Israeli tanks roll into Lebanon on June 6,1982 after a prolonged announcement of the pending attack of Operation peace for Galillee, intending to destroy military infrastructure on the Lebanese-Israeli border, which has been used by terrorists to attack Israeli communities adjacent to the border 

    During the operations in Lebanon in 1982 and 1996, warnings were given by Israel to the civilian population of southern Lebanon prior to attacks. An obligation to give warnings prior to attacks appears in many military manuals, including the most recent.

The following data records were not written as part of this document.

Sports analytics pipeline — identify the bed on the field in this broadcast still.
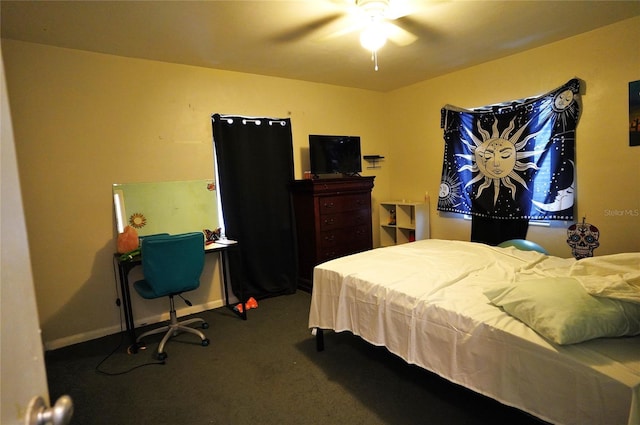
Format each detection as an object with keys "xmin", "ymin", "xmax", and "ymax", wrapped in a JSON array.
[{"xmin": 309, "ymin": 239, "xmax": 640, "ymax": 425}]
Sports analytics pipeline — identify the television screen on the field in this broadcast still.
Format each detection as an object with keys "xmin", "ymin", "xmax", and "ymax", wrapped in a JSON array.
[{"xmin": 309, "ymin": 134, "xmax": 362, "ymax": 175}]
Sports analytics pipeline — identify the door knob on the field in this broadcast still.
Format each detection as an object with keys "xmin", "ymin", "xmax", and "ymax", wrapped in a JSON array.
[{"xmin": 25, "ymin": 395, "xmax": 73, "ymax": 425}]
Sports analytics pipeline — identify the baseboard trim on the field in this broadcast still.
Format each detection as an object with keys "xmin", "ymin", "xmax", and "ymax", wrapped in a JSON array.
[{"xmin": 43, "ymin": 300, "xmax": 224, "ymax": 351}]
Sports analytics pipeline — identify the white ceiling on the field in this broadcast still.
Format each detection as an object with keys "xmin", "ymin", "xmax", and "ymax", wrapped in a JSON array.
[{"xmin": 0, "ymin": 0, "xmax": 640, "ymax": 91}]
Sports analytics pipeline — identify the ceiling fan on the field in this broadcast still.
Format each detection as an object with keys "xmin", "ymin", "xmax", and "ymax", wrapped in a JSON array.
[
  {"xmin": 325, "ymin": 0, "xmax": 418, "ymax": 71},
  {"xmin": 274, "ymin": 0, "xmax": 424, "ymax": 70}
]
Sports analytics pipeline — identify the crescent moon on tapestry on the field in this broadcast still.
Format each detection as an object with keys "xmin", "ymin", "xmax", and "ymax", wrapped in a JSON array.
[{"xmin": 531, "ymin": 161, "xmax": 575, "ymax": 212}]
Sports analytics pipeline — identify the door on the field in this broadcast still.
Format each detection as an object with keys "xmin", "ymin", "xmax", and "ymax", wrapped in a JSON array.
[{"xmin": 0, "ymin": 47, "xmax": 72, "ymax": 425}]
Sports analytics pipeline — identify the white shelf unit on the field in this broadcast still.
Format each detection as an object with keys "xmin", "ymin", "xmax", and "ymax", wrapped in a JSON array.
[{"xmin": 379, "ymin": 201, "xmax": 429, "ymax": 246}]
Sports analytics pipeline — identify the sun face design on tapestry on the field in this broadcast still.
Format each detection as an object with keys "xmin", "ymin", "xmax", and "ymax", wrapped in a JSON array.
[{"xmin": 438, "ymin": 79, "xmax": 579, "ymax": 220}]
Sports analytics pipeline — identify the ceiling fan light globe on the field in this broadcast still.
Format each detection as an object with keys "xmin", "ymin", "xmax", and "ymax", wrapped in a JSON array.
[{"xmin": 360, "ymin": 27, "xmax": 387, "ymax": 52}]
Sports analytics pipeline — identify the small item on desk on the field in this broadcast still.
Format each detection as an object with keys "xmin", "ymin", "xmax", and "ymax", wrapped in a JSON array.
[
  {"xmin": 202, "ymin": 227, "xmax": 221, "ymax": 245},
  {"xmin": 216, "ymin": 238, "xmax": 236, "ymax": 245},
  {"xmin": 120, "ymin": 248, "xmax": 141, "ymax": 261},
  {"xmin": 117, "ymin": 226, "xmax": 140, "ymax": 254}
]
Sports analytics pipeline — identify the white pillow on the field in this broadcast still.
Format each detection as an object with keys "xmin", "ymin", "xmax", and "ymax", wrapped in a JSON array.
[{"xmin": 485, "ymin": 277, "xmax": 640, "ymax": 344}]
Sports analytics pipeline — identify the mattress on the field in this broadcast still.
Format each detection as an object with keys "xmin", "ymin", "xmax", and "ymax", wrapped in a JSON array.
[{"xmin": 309, "ymin": 239, "xmax": 640, "ymax": 425}]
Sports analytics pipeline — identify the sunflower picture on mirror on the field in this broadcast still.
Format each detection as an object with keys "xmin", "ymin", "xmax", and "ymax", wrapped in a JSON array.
[{"xmin": 129, "ymin": 213, "xmax": 147, "ymax": 229}]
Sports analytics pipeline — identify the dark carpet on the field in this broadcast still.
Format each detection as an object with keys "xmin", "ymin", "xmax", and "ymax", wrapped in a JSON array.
[{"xmin": 45, "ymin": 291, "xmax": 542, "ymax": 425}]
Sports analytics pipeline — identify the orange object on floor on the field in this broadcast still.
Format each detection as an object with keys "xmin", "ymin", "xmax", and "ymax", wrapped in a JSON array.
[{"xmin": 233, "ymin": 297, "xmax": 258, "ymax": 313}]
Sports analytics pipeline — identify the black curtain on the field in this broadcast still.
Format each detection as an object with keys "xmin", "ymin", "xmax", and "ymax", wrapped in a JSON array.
[
  {"xmin": 471, "ymin": 215, "xmax": 529, "ymax": 245},
  {"xmin": 212, "ymin": 114, "xmax": 296, "ymax": 299}
]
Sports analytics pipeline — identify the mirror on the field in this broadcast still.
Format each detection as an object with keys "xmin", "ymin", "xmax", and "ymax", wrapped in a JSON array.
[{"xmin": 113, "ymin": 180, "xmax": 220, "ymax": 236}]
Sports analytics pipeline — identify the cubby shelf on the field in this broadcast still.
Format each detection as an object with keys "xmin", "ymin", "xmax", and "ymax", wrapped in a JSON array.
[{"xmin": 379, "ymin": 201, "xmax": 429, "ymax": 246}]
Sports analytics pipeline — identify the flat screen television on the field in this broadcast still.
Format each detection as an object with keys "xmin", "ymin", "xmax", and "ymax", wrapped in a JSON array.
[{"xmin": 309, "ymin": 134, "xmax": 362, "ymax": 176}]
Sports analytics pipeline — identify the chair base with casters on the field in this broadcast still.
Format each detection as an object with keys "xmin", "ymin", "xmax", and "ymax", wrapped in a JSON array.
[{"xmin": 136, "ymin": 295, "xmax": 209, "ymax": 360}]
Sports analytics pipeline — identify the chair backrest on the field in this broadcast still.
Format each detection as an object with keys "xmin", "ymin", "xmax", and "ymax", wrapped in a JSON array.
[
  {"xmin": 141, "ymin": 232, "xmax": 204, "ymax": 297},
  {"xmin": 498, "ymin": 239, "xmax": 549, "ymax": 255}
]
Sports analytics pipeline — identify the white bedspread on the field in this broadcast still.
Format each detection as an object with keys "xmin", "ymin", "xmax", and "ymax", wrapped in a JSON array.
[{"xmin": 309, "ymin": 240, "xmax": 640, "ymax": 425}]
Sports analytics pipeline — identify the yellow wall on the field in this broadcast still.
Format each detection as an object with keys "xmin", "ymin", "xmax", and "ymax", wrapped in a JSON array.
[
  {"xmin": 2, "ymin": 18, "xmax": 640, "ymax": 348},
  {"xmin": 386, "ymin": 18, "xmax": 640, "ymax": 257},
  {"xmin": 2, "ymin": 40, "xmax": 386, "ymax": 347}
]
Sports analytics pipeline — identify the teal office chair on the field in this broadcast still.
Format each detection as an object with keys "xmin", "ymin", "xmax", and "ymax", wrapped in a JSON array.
[
  {"xmin": 498, "ymin": 239, "xmax": 549, "ymax": 255},
  {"xmin": 133, "ymin": 232, "xmax": 209, "ymax": 360}
]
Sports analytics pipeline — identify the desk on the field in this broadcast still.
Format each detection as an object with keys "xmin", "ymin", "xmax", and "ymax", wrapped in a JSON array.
[{"xmin": 114, "ymin": 241, "xmax": 242, "ymax": 353}]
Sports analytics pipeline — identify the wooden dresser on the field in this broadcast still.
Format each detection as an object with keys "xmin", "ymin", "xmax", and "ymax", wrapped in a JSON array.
[{"xmin": 291, "ymin": 177, "xmax": 375, "ymax": 292}]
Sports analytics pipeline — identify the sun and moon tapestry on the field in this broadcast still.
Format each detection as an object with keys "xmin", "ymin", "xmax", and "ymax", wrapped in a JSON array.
[{"xmin": 438, "ymin": 78, "xmax": 581, "ymax": 220}]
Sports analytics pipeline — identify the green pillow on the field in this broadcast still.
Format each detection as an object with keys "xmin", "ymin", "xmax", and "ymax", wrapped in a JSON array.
[{"xmin": 484, "ymin": 277, "xmax": 640, "ymax": 344}]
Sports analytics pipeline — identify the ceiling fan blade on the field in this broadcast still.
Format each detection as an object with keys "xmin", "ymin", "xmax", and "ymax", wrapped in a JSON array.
[
  {"xmin": 273, "ymin": 13, "xmax": 343, "ymax": 43},
  {"xmin": 320, "ymin": 20, "xmax": 364, "ymax": 41},
  {"xmin": 385, "ymin": 0, "xmax": 417, "ymax": 21},
  {"xmin": 383, "ymin": 22, "xmax": 418, "ymax": 46}
]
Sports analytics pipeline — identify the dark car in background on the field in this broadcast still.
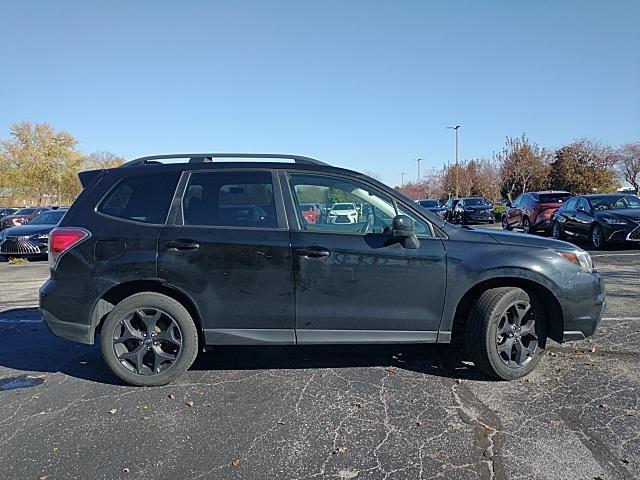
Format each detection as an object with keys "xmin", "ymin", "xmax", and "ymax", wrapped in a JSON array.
[
  {"xmin": 0, "ymin": 207, "xmax": 50, "ymax": 230},
  {"xmin": 453, "ymin": 197, "xmax": 495, "ymax": 225},
  {"xmin": 0, "ymin": 208, "xmax": 18, "ymax": 220},
  {"xmin": 0, "ymin": 208, "xmax": 67, "ymax": 258},
  {"xmin": 444, "ymin": 198, "xmax": 460, "ymax": 222},
  {"xmin": 502, "ymin": 190, "xmax": 571, "ymax": 233},
  {"xmin": 552, "ymin": 194, "xmax": 640, "ymax": 248},
  {"xmin": 416, "ymin": 198, "xmax": 447, "ymax": 218},
  {"xmin": 40, "ymin": 153, "xmax": 604, "ymax": 386}
]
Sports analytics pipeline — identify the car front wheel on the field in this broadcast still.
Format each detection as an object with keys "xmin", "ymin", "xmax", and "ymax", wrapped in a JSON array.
[
  {"xmin": 467, "ymin": 287, "xmax": 546, "ymax": 380},
  {"xmin": 100, "ymin": 292, "xmax": 198, "ymax": 386}
]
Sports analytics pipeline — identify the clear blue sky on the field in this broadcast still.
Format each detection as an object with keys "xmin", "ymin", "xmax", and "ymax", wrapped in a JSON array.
[{"xmin": 0, "ymin": 0, "xmax": 640, "ymax": 184}]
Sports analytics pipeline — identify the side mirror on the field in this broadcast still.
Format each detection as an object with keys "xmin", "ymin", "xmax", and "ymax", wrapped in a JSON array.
[{"xmin": 391, "ymin": 215, "xmax": 420, "ymax": 249}]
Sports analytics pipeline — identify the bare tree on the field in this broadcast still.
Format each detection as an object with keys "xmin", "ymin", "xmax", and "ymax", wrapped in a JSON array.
[
  {"xmin": 613, "ymin": 142, "xmax": 640, "ymax": 195},
  {"xmin": 495, "ymin": 133, "xmax": 550, "ymax": 200}
]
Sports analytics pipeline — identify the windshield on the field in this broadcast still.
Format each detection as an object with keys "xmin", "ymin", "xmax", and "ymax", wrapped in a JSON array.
[
  {"xmin": 464, "ymin": 198, "xmax": 489, "ymax": 207},
  {"xmin": 590, "ymin": 195, "xmax": 640, "ymax": 210},
  {"xmin": 333, "ymin": 203, "xmax": 356, "ymax": 210},
  {"xmin": 29, "ymin": 210, "xmax": 66, "ymax": 225},
  {"xmin": 538, "ymin": 193, "xmax": 571, "ymax": 203},
  {"xmin": 15, "ymin": 208, "xmax": 36, "ymax": 215}
]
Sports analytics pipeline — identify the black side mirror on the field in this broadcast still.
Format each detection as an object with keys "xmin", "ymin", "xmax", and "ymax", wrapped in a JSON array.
[{"xmin": 391, "ymin": 215, "xmax": 420, "ymax": 249}]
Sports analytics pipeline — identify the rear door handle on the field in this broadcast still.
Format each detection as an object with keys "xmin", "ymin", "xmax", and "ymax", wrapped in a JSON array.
[
  {"xmin": 167, "ymin": 240, "xmax": 200, "ymax": 252},
  {"xmin": 296, "ymin": 247, "xmax": 331, "ymax": 258}
]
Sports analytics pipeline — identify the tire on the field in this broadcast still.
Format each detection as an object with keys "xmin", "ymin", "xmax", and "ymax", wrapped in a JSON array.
[
  {"xmin": 591, "ymin": 224, "xmax": 607, "ymax": 249},
  {"xmin": 467, "ymin": 287, "xmax": 546, "ymax": 380},
  {"xmin": 551, "ymin": 221, "xmax": 565, "ymax": 240},
  {"xmin": 100, "ymin": 292, "xmax": 198, "ymax": 386}
]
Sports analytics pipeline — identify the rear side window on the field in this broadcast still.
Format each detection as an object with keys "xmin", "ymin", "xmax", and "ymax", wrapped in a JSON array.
[
  {"xmin": 98, "ymin": 172, "xmax": 180, "ymax": 224},
  {"xmin": 182, "ymin": 172, "xmax": 278, "ymax": 228}
]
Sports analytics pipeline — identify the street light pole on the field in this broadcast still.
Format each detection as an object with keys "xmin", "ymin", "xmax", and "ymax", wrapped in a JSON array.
[{"xmin": 447, "ymin": 125, "xmax": 460, "ymax": 198}]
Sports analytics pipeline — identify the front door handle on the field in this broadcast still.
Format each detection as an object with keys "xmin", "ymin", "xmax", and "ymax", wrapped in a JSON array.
[
  {"xmin": 167, "ymin": 240, "xmax": 200, "ymax": 252},
  {"xmin": 296, "ymin": 247, "xmax": 331, "ymax": 258}
]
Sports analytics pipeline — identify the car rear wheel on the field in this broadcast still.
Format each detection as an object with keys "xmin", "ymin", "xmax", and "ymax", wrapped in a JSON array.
[
  {"xmin": 467, "ymin": 287, "xmax": 546, "ymax": 380},
  {"xmin": 591, "ymin": 225, "xmax": 607, "ymax": 248},
  {"xmin": 100, "ymin": 292, "xmax": 198, "ymax": 386},
  {"xmin": 551, "ymin": 222, "xmax": 564, "ymax": 240}
]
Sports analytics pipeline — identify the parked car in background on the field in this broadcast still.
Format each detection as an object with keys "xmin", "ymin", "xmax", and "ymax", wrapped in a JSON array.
[
  {"xmin": 0, "ymin": 207, "xmax": 50, "ymax": 230},
  {"xmin": 502, "ymin": 190, "xmax": 571, "ymax": 233},
  {"xmin": 40, "ymin": 154, "xmax": 604, "ymax": 386},
  {"xmin": 300, "ymin": 203, "xmax": 321, "ymax": 224},
  {"xmin": 552, "ymin": 194, "xmax": 640, "ymax": 248},
  {"xmin": 329, "ymin": 203, "xmax": 358, "ymax": 223},
  {"xmin": 0, "ymin": 209, "xmax": 67, "ymax": 258},
  {"xmin": 453, "ymin": 197, "xmax": 495, "ymax": 225},
  {"xmin": 416, "ymin": 198, "xmax": 447, "ymax": 218},
  {"xmin": 0, "ymin": 208, "xmax": 18, "ymax": 220},
  {"xmin": 444, "ymin": 198, "xmax": 460, "ymax": 222}
]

In the US Army’s Operational Law Handbook, published in 2010, provides: The general requirement to warn before a bombardment only applies if civilians are present.” In all, at least 31 nations have laws and signed treaties requiring they provide warning before attacking.
    However, today, of course, both WMD and terrorism pose threats unanticipated by traditional international law, making, for all practical purposes, rendering the UN Charter framework obsolete.
    The point is, Mormon’s writing to the Lamanite king was not a request to enter a Lamanite-controlled land as McKane claims, to which there is no scriptural suggestion, but to invite the Lamanite king to a battle, providing advance notice, and requesting he honor such an agreement to allow the Nephites the time to gather together all their forces together into one fighting force before the battle (Mormon 5:4). Obviously, divided as they had been was not in keeping of seeking some time of an advantage for his people as Mormon hoped for (Mormon 6:4).
(See the next post, ”Answering a Reader – Part IX,” for more information on David Mckane’s model around the Great Lakes-Heartland of his Land of Promise and our responses to his comments on our blog, and the location of the hill Cumorah from Mormon’s description)


  1. Del, In an effort to preempt a rant about you deliberately misrepresenting his position, you wrote "Lamanites" where you meant "Jaredites". [quote]“And it came to pass that there were many of them which did perish by the way; nevertheless, there were some which fled into the Land Southward” (emphasis his). From this, he claims that “some which fled into the land Southward” were Lamanites.[end]

  2. Thank you. Appreciate the correction.